General Statement by the Executive Board
In the past fiscal year, most of the Group airports recorded an increase in passenger numbers compared to the previous year. Accordingly, Group revenue amounted to €4,427.0 million, an increase of €426.5 million over the previous year (+10.7%). Adjusted for contract revenue from construction and expansion services based on the application of IFRIC 12, revenue increased by €407.0 million to €3,892.1 million (+11.7%).
The main components of other operating income were compensation for the negative economic effects of the coronavirus pandemic from the Greek government at the Group company Fraport Greece (€28.0 million) and compensation at the Group site in Brazil (€24.3 million).

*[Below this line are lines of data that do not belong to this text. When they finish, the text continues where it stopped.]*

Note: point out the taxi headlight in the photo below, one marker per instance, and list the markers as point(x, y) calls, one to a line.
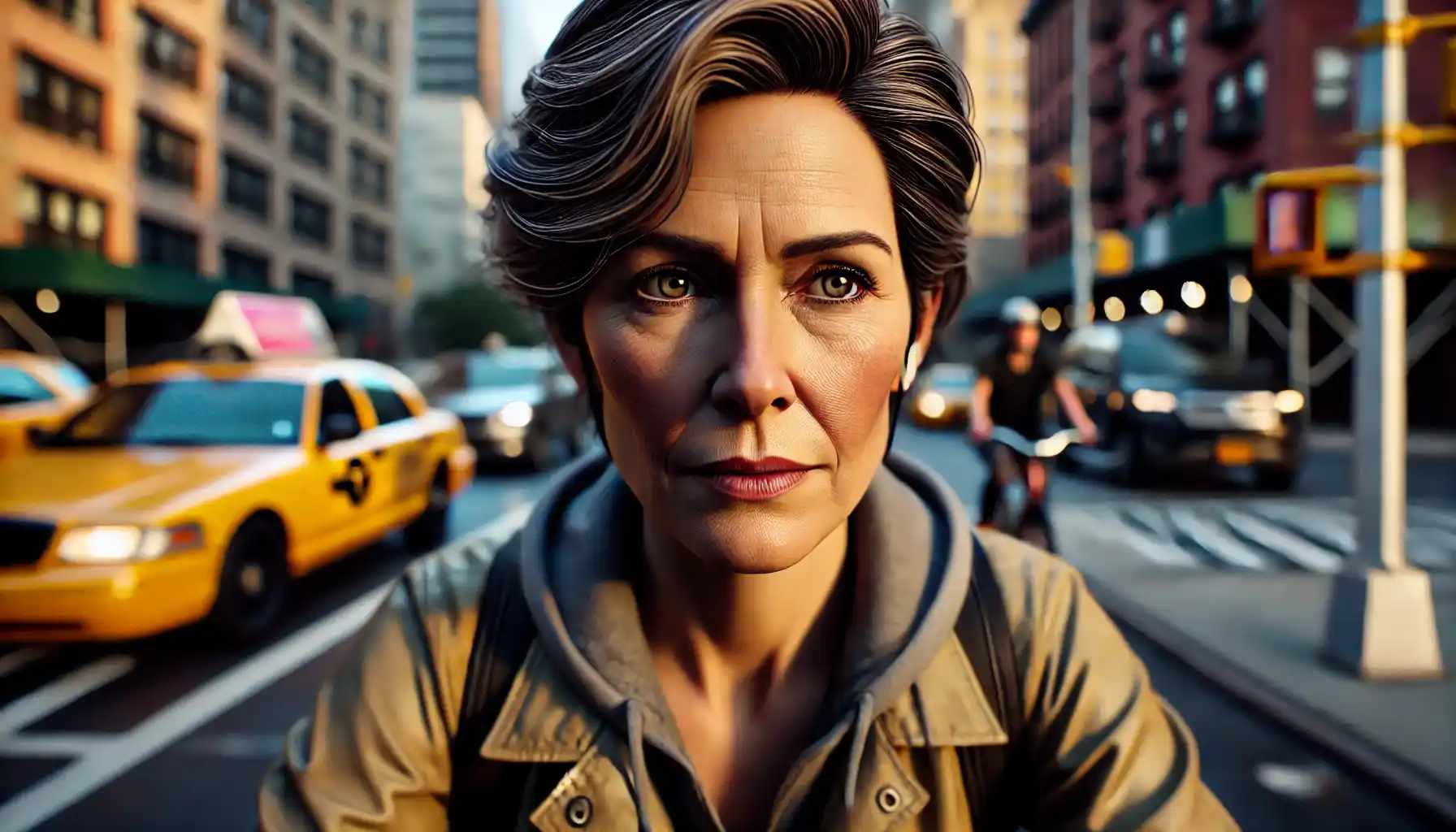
point(1289, 401)
point(1155, 401)
point(516, 414)
point(932, 405)
point(126, 544)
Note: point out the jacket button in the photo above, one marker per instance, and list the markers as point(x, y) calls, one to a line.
point(889, 799)
point(578, 812)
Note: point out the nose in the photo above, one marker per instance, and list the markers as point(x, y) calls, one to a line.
point(757, 379)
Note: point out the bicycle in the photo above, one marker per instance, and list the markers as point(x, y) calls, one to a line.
point(1014, 521)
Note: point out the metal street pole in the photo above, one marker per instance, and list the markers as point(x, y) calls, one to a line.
point(1380, 620)
point(1081, 163)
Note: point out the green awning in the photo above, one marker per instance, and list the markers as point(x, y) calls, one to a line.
point(25, 270)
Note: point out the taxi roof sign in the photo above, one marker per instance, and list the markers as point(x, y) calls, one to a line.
point(266, 327)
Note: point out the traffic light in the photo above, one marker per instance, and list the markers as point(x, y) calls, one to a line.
point(1449, 93)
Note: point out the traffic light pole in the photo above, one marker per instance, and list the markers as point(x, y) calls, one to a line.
point(1081, 163)
point(1380, 620)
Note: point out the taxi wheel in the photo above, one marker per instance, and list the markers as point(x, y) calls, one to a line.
point(254, 585)
point(431, 529)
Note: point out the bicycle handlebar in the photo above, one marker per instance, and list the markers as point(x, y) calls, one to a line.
point(1042, 449)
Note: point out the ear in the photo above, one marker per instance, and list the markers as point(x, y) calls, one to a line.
point(570, 352)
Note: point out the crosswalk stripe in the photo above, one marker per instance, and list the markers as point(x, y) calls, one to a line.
point(1108, 526)
point(1215, 541)
point(1285, 544)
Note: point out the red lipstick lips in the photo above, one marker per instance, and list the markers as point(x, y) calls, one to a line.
point(753, 479)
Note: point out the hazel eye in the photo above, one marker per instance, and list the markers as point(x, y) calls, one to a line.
point(836, 284)
point(667, 284)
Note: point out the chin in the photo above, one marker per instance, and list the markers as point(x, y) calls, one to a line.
point(753, 541)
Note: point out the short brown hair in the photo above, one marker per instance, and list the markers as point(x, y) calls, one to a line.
point(601, 150)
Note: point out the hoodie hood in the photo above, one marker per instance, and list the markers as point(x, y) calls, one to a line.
point(912, 560)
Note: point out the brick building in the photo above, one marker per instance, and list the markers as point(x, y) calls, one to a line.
point(1190, 98)
point(1190, 101)
point(156, 152)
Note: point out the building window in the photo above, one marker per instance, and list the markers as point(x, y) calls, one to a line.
point(246, 99)
point(1332, 72)
point(1178, 128)
point(60, 219)
point(165, 154)
point(245, 268)
point(1178, 38)
point(312, 219)
point(312, 66)
point(380, 46)
point(79, 15)
point(369, 245)
point(369, 106)
point(159, 244)
point(167, 51)
point(323, 9)
point(358, 29)
point(246, 185)
point(310, 139)
point(369, 176)
point(314, 284)
point(254, 21)
point(57, 102)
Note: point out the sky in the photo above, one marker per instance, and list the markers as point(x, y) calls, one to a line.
point(527, 29)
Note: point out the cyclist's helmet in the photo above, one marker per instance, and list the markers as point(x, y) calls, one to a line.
point(1021, 312)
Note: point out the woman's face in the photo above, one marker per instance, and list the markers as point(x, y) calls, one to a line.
point(748, 347)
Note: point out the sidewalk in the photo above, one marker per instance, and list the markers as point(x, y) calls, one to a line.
point(1417, 444)
point(1259, 635)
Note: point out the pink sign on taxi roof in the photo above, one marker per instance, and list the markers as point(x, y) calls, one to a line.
point(281, 324)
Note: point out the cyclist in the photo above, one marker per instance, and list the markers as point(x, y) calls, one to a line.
point(1012, 379)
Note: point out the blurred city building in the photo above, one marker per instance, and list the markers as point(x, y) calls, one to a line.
point(455, 98)
point(156, 152)
point(443, 188)
point(1190, 102)
point(457, 51)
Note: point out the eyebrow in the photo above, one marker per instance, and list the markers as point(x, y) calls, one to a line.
point(704, 249)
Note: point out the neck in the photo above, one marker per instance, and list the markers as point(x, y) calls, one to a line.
point(727, 630)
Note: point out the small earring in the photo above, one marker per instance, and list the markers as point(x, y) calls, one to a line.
point(912, 367)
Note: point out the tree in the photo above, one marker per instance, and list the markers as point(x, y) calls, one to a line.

Operating expenses (personnel expenses and cost of materials as well as other operating expenses) increased by €368.1 million to €3,274.1 million. Adjusted for expenses related to the application of IFRIC 12, operating expenses stood at €2,739.2 million (+€348.6 million). Group EBITDA was €97.8 million higher than in the previous year at €1,301.8 million thanks to the positive operating development. The financial result improved to –€87.8 million (previous year: –€148.9 million) and resulted in a Group result of €501.9 million (previous year: €430.5 million).
As a result of the increase in operating result, cash flow from operating activities increased to €1,179.1 million (previous year: €863.2 million). Free cash flow decreased mainly as a result of the progress of the expansion programs to –€674.7 million (previous year: –€656.4 million). Group liquidity declined by €104.7 million to €3,936.6 million.
Given the macroeconomic developments, the Executive Board continues to assess the traffic development and, in turn, financial development in the reporting period as positive.